McFarland died in 2016, but in this “Frontline” episode, Petrella speaks publicly for the first time about her brother’s concerns. “Frontline” said, “Her account sheds new light on what was happening inside the treatment plant just before the Flint water crisis began.”
How it’s supposed to work
Back in March, I wrote about NBC News’ Cynthia McFadden reporting on the humanitarian crisis in the Central African Republic and how her stories helped UNICEF raise nearly $2 million. Now another one of her reports is raising money for others in need.
According to an NBC News spokesperson, an anonymous person saw McFadden’s stories and donated $10 million to Feeding America to combat military family hunger.
NBC News snags new political hire
NBC News made a major hire Monday, picking off Chloe Arensberg from CBS to be the Washington, D.C., deputy bureau chief. Arensberg had been with CBS since 2002 as a Washington-based senior producer for “CBS This Morning,” overseeing coverage of the White House, Congress and all government agencies.
She starts at NBC later this month and will be responsible for the network’s Washington-based editorial coverage, managing correspondents and producers and working closely with the investigative, political and digital teams.
New journal aims to help with transparency
For this item, I turned it over to Poynter.org managing editor Barbara Allen.
A new online journal hopes to help journalists and citizens get better access to information that’s supposed to be public.
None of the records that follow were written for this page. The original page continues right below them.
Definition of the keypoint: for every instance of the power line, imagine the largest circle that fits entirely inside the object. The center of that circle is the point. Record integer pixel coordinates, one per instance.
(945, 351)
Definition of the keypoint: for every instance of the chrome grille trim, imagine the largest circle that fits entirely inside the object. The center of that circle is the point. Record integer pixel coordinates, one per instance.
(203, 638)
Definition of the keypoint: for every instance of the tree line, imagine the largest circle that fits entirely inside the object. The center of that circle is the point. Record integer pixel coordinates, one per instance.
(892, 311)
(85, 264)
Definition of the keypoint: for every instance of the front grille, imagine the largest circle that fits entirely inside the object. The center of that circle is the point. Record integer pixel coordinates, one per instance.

The University of Florida’s Brechner Center for Freedom of Information has announced the online Journal of Civic Information, a quarterly “open-access, interdisciplinary journal that publishes peer-reviewed research related to the field of public information accessibility.”
The journal will include articles written both by researchers and journalists about public records and meetings, transparency in courtrooms, public employees and elected officials and more, with an emphasis on issues at the local and state level.
“Our goal at the Brechner Center is to produce ‘practical scholarship’ that addresses the daily needs of people working on the front lines of law, journalism and government,” said Frank LoMonte, UF professor of media law and director of the Brechner Center.
Its first editor will be is David Cuillier, associate professor at the University of Arizona School of Journalism. Cuillier is a former national president of the Society of Professional Journalists and co-author of “The Art of Access: Strategies for Acquiring Public Records.”
Liberty University president Jerry Falwell Jr. in March. (AP Photo/Evan Vucci)
- Meticulous reporting from Politico Magazine’s Brandon Ambrosino about a culture of fear and self-dealing at Liberty University under its leader, Jerry Falwell Jr.
- Auburn’s new football announcer is not only replacing a legend in the booth, he’s raising that legend’s children after a tragedy. The Athletic’s Richard Deitsch with this touching profile. (Note: The Athletic has a paywall.)
- President Donald Trump warned Hurricane Dorian could hit Alabama. So The Washington Post’s Avi Selk packed up all his supplies and headed to Alabama to cover the storm.